Commencée il y a un an, la crise du Golfe est un mélange d’étonnement, de ridicule, d’absurde et de comédie, mais avec un véritable coût humain.

Elle a compté jusqu'ici pêle-mêle, 12.000 dromadaires, 14.000 vaches, des chansons de mauvais goût, le footballeur Neymar, des tonnes de fausses nouvelles, des choux iraniens, de l’acier chinois, le FBI, Jared Kushner, au moins deux stations de télévision, des accusations de manipulation de devises et même une compétition de danse devant Harrods à Londres. 

Des Qatari mènent des dromadaires dans la partie qatarie du poste frontière d'Abu Samrah le 21 juin 2017. Les animaux font partie d'un contingent de 12.000 dromadaires et moutons contraints de quitter l'Arabie saoudite pour le Qatar à la suite de la crise diplomatique entre les deux pays. (AFP / Karim Jaafar)

A ce compte, la couverture de la crise a été tout aussi étrange.

Des ministres jusqu’ici silencieux se sont mis à décrocher leur téléphone, à se présenter et à vous proposer des interviews avec des responsables dont vous connaissiez l’existence mais sans jamais pouvoir la prouver. Le Qatar, longtemps dans le collimateur des organisations de défense des droits de l’homme, s’est mis à raconter au monde qu’il était en fait une victime.

Mon évènement préféré est survenu lors d’une visite à la frontière qui a été pendant quelques jours sous les feux de l’actualité mondiale, entre le Qatar et l’Arabie saoudite.     

Tout était calme, aucun mouvement, même pas un dromadaire en goguette, quand soudain l’embargo a été brisé par un jovial fermier saoudien, entré avec son gros pick-up au Qatar pour y récupérer des affaires appartenant à la famille de sa femme. Il est ensuite repassé côté saoudien. Il était peut-être la dernière personne à franchir une frontière déjà close.

Un homme appose sur sa voiture un autocollant avec le portrait du cheikh Tamim ben Hamad Al-Thani, émir du Qatar, à Doha, le 11 juin 2017. (AFP / Karim Jaafar)

Un rideau de fer est tombé aux portes du Qatar le 5 juin 2017 au matin, avec l’accusation par l’Arabie saoudite et ses alliés de soutenir des groupes comme le Hamas et les Frères musulmans et de courtiser l’Iran.

Dans les heures qui ont suivi, une population paniquée a vidé les étalages des gros supermarchés français dans l’émirat. Malgré l’embargo, ils ont été réapprovisionnés aussitôt. Et puis, ce même 5 juin, vers 10h00 du matin, la vie est retournée à la normale.

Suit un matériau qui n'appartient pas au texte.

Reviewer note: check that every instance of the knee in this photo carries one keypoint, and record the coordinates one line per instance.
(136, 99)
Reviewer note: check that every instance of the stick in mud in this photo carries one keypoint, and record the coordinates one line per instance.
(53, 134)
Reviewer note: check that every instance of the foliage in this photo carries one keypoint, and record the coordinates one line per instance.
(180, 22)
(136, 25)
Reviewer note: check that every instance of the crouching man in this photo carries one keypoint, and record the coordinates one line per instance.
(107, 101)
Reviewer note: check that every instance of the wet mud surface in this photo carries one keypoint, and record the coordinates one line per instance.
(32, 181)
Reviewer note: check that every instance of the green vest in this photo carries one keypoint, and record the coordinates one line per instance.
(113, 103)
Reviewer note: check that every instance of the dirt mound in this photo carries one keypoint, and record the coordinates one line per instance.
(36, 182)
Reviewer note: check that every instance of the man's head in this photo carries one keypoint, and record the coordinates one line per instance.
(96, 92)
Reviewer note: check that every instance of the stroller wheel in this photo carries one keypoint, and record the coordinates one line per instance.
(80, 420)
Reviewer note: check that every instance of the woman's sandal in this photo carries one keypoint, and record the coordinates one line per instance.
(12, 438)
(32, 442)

Mon frère m’avait contacté via WhatsApp la nuit même de la crise en s’inquiétant de savoir comment j’allais m’alimenter. A cet instant, j’étais en train de mâcher mon shawarma de poulet en contemplant la marina débordant de yachts à plusieurs millions de dollars l’unité. Toute honte bue, je lui ai répondu que je « survivais », tout en jetant un œil gourmand sur la fontaine à chocolat du restaurant de l’hôtel.

Vue générale du port de Doha. Juin 2017. (AFP / Str)

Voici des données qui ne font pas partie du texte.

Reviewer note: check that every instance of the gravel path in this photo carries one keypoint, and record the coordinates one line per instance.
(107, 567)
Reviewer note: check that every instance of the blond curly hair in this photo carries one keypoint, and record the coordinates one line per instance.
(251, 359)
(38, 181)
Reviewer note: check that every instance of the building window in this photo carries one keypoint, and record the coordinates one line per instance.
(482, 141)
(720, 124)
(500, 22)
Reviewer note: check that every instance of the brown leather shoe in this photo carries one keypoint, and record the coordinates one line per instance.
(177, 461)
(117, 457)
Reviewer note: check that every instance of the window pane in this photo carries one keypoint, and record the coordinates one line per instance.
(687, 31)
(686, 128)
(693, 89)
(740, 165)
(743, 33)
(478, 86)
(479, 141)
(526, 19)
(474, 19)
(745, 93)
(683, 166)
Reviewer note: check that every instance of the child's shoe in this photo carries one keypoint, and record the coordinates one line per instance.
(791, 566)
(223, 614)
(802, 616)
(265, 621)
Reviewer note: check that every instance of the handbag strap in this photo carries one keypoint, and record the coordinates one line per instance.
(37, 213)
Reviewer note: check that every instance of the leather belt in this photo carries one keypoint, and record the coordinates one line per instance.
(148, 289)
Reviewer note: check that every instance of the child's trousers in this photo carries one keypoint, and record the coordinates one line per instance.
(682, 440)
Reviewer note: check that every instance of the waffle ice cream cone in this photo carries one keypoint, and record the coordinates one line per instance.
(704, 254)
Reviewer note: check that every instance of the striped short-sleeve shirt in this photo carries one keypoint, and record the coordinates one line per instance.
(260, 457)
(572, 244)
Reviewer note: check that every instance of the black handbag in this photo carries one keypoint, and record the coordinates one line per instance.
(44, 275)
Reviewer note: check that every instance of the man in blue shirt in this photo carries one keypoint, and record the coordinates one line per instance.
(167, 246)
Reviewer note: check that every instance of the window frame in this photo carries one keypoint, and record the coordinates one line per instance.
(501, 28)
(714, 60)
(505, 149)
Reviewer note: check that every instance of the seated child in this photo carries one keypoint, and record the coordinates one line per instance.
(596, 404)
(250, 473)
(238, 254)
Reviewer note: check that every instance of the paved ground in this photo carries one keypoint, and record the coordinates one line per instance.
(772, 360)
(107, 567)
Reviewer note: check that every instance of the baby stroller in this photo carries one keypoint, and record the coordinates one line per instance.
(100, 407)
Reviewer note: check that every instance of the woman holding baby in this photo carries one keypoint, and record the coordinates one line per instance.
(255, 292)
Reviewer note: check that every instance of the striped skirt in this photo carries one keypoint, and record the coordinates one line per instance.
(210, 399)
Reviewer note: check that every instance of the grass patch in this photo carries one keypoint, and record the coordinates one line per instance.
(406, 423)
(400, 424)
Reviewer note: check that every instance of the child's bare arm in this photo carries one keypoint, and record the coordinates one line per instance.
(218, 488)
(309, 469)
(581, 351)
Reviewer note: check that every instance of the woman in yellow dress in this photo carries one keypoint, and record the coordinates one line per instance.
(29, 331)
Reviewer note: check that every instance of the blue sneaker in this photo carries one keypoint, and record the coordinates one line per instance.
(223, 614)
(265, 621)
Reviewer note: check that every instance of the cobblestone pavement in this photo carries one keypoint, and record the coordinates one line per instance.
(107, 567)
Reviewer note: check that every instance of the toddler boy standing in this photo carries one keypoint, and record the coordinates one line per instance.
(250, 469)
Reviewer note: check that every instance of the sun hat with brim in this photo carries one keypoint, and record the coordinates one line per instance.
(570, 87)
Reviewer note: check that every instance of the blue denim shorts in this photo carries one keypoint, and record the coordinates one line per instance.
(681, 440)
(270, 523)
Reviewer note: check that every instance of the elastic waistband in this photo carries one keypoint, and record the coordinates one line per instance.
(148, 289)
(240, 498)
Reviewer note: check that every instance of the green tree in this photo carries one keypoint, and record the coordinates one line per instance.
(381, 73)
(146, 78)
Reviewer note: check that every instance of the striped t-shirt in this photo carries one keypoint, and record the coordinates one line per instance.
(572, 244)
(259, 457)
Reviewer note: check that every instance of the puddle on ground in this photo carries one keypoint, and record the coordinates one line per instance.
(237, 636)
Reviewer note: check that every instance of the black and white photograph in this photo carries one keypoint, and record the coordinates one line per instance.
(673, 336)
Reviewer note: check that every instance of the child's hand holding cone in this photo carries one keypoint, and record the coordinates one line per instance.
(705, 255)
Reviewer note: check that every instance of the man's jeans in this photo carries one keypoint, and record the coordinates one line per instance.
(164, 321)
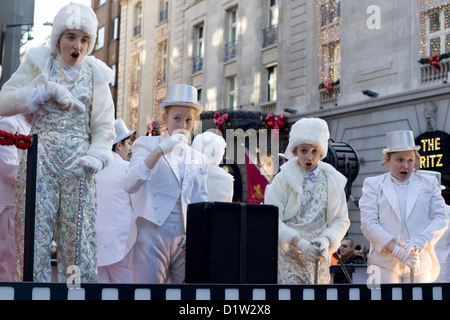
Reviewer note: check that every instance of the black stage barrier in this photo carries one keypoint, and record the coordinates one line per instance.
(223, 292)
(231, 243)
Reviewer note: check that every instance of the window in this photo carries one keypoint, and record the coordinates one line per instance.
(332, 61)
(270, 33)
(135, 73)
(330, 11)
(273, 13)
(115, 34)
(114, 69)
(100, 2)
(438, 31)
(100, 38)
(161, 64)
(272, 83)
(138, 19)
(230, 46)
(199, 49)
(164, 10)
(231, 92)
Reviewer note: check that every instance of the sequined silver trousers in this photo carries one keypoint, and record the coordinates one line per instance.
(65, 211)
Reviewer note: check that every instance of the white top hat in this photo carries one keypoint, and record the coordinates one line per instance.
(211, 145)
(182, 95)
(122, 132)
(74, 16)
(402, 140)
(310, 131)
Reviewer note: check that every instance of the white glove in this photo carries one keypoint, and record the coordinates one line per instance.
(417, 244)
(86, 165)
(182, 243)
(311, 252)
(175, 141)
(63, 96)
(322, 243)
(409, 258)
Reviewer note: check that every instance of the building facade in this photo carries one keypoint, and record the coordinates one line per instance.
(361, 65)
(107, 45)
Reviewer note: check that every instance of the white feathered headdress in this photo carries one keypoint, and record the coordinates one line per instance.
(75, 16)
(308, 130)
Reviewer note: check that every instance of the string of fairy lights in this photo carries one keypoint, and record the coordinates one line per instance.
(328, 42)
(433, 19)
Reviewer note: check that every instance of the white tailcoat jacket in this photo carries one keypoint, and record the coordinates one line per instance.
(114, 212)
(156, 192)
(286, 192)
(381, 221)
(35, 71)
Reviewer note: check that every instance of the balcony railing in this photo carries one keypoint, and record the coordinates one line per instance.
(435, 74)
(270, 36)
(137, 30)
(163, 15)
(327, 97)
(197, 64)
(230, 51)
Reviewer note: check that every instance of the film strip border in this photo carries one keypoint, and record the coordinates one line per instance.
(55, 291)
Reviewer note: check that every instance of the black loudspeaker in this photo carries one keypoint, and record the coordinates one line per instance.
(231, 243)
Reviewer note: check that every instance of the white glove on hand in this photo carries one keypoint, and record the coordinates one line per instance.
(409, 258)
(311, 252)
(322, 244)
(417, 244)
(182, 243)
(175, 141)
(63, 96)
(86, 165)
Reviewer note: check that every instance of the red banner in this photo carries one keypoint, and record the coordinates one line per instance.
(256, 182)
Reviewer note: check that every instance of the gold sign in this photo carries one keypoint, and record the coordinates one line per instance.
(434, 150)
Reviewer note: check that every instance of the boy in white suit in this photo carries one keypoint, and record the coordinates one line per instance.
(165, 175)
(9, 164)
(64, 93)
(403, 215)
(114, 211)
(313, 214)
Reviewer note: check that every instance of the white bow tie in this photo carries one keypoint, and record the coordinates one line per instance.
(311, 176)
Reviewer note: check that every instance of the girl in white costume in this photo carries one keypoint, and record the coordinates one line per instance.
(65, 95)
(312, 205)
(219, 183)
(165, 175)
(403, 215)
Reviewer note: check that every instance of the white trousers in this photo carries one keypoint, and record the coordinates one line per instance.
(7, 244)
(114, 273)
(157, 257)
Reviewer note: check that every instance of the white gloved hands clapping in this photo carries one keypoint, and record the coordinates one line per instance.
(63, 96)
(407, 257)
(417, 244)
(322, 243)
(175, 141)
(86, 166)
(311, 251)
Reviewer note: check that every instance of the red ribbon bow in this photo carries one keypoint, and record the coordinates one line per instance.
(329, 87)
(220, 119)
(19, 140)
(434, 61)
(275, 122)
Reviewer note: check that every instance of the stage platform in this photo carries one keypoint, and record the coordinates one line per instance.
(191, 292)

La vie se déroule ainsi depuis un an. Sans fontaine à chocolat mais avec l’impression d’une normalité aussi étrange que rassurante.

Un calme en demi-teinte s’est rapidement installé, dans lequel la crise est à la fois partout et nulle part.

Elle n’est jamais loin dans les conversations.

Vous pensez que ça va durer encore longtemps ? Que va-t-il se passer ? Est-ce qu’ils vont perdre l’accueil de la Coupe du monde de football? Et la grande question : Est-ce que l’Arabie saoudite va envahir le pays ? Généralement suivie par un rire forcé.

Célébrations de la fête nationale au Qatar, en 2009, à Doha. (AFP / Karim Jaafar)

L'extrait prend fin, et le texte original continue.